Mathieu van der Poel verlengde onlangs zijn contract bij Alpecin-Deceuninck tot 2028.Beeld Photo News

Daarnaast heeft van Aert al enkele jaren trouwe privésponsors in de vorm van onder meer verzekeraar Ethias en energiedrankproducent Red Bull. Voor die laatste rijdt hij sinds 2018 in de vertrouwde helm in zilverblauwe merkkleuren rond. De contractcijfers daarrond blijven tot op vandaag een goed bewaard geheim.

Omgekeerd zet Van Aert zijn zuurverdiende centen (deels) aan het werk.
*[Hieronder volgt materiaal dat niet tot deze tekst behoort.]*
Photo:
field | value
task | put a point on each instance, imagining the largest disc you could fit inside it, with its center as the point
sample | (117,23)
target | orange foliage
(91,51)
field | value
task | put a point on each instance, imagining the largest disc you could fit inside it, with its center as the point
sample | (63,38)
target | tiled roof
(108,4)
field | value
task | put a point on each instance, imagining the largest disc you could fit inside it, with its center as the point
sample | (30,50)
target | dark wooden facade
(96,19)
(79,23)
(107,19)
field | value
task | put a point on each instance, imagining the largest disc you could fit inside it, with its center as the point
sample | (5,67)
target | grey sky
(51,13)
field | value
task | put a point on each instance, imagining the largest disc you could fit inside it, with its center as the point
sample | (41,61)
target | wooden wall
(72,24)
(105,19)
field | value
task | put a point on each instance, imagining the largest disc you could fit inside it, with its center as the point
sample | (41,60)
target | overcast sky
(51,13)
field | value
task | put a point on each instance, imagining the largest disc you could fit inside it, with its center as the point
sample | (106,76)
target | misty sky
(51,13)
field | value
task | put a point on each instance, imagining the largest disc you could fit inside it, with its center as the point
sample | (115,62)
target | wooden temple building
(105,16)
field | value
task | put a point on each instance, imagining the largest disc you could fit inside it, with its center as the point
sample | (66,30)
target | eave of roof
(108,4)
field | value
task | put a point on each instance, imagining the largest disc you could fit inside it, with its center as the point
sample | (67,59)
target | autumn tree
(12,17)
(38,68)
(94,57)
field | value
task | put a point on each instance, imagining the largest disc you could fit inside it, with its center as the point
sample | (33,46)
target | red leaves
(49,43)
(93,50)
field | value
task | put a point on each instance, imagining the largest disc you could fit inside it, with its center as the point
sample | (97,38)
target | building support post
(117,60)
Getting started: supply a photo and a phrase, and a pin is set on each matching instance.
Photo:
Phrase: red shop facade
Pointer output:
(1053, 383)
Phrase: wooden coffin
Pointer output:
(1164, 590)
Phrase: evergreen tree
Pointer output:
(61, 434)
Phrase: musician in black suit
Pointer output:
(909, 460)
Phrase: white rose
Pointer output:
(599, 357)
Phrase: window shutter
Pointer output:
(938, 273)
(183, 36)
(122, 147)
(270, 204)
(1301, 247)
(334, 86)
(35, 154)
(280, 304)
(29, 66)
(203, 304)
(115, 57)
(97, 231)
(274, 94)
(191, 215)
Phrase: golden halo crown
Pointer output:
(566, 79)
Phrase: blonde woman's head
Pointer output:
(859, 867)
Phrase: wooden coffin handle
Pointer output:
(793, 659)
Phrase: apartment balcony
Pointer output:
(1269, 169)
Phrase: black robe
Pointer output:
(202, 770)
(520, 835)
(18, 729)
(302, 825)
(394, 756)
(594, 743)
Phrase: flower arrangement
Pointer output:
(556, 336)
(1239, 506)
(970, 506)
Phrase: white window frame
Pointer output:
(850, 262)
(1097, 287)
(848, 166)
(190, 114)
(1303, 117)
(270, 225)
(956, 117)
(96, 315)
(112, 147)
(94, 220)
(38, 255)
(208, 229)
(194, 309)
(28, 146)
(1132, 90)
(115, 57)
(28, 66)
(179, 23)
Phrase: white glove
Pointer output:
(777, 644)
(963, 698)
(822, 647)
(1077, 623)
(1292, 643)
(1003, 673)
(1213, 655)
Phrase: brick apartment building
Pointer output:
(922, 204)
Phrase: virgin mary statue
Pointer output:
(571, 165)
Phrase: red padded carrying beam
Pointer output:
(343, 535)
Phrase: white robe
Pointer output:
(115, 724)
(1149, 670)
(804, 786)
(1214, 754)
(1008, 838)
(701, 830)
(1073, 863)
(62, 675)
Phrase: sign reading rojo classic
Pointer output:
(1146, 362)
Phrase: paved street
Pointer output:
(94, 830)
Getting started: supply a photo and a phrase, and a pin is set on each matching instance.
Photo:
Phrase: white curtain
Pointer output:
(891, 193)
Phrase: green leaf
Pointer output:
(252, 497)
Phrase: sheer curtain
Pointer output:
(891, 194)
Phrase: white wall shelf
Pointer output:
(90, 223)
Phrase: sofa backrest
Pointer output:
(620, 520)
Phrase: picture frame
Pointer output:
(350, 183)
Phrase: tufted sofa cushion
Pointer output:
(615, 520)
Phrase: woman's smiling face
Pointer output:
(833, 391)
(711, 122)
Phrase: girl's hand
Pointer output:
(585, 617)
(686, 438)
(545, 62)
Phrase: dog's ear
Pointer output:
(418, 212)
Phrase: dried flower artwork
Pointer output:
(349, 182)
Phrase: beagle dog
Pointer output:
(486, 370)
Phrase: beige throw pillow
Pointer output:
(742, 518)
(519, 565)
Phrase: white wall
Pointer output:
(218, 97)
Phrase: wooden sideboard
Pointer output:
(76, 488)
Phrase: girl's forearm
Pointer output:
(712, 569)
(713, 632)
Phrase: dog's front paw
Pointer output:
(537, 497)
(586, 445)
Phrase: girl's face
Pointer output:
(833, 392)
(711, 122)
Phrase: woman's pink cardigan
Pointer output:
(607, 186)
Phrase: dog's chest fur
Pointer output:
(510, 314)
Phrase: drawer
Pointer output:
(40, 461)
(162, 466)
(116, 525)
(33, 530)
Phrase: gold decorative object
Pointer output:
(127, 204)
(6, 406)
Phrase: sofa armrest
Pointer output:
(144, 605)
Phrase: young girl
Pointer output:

Nadat hij zich in 2022 met een minderheidsparticipatie had ingekocht bij het Antwerpse vastgoedbedrijf Heylen werd hij eind vorig jaar aandeelhouder van het West-Vlaamse bedrijf Mon Dada, dat luxekaarsen in betonnen potten vervaardigt (en waarin ook ondernemer Bruno Descamps van Lamett en Van Aerts manager Jef Van den Bosch investeerden).

Tot slot zal Vadertje Staat ongetwijfeld een vurig supporter van Van Aert zijn. Met zulke recordresultaten in 2023 mocht de overheid een recordbedrag aan belastingen van de renner ontvangen: 628.301 euro. In 2022 was dat al 427.998 euro. Sinds het begin van zijn profcarrière in 2015 droeg Van Aert alles samen 1.657.741 euro aan belastingen af. Want het mag ook gezegd dat Van Aert, in tegenstelling tot heel wat andere toprenners, de voorbije jaren niet is ingegaan op de lokroep van belastingparadijzen als Monaco maar zijn Kempense kleigrond trouw is gebleven.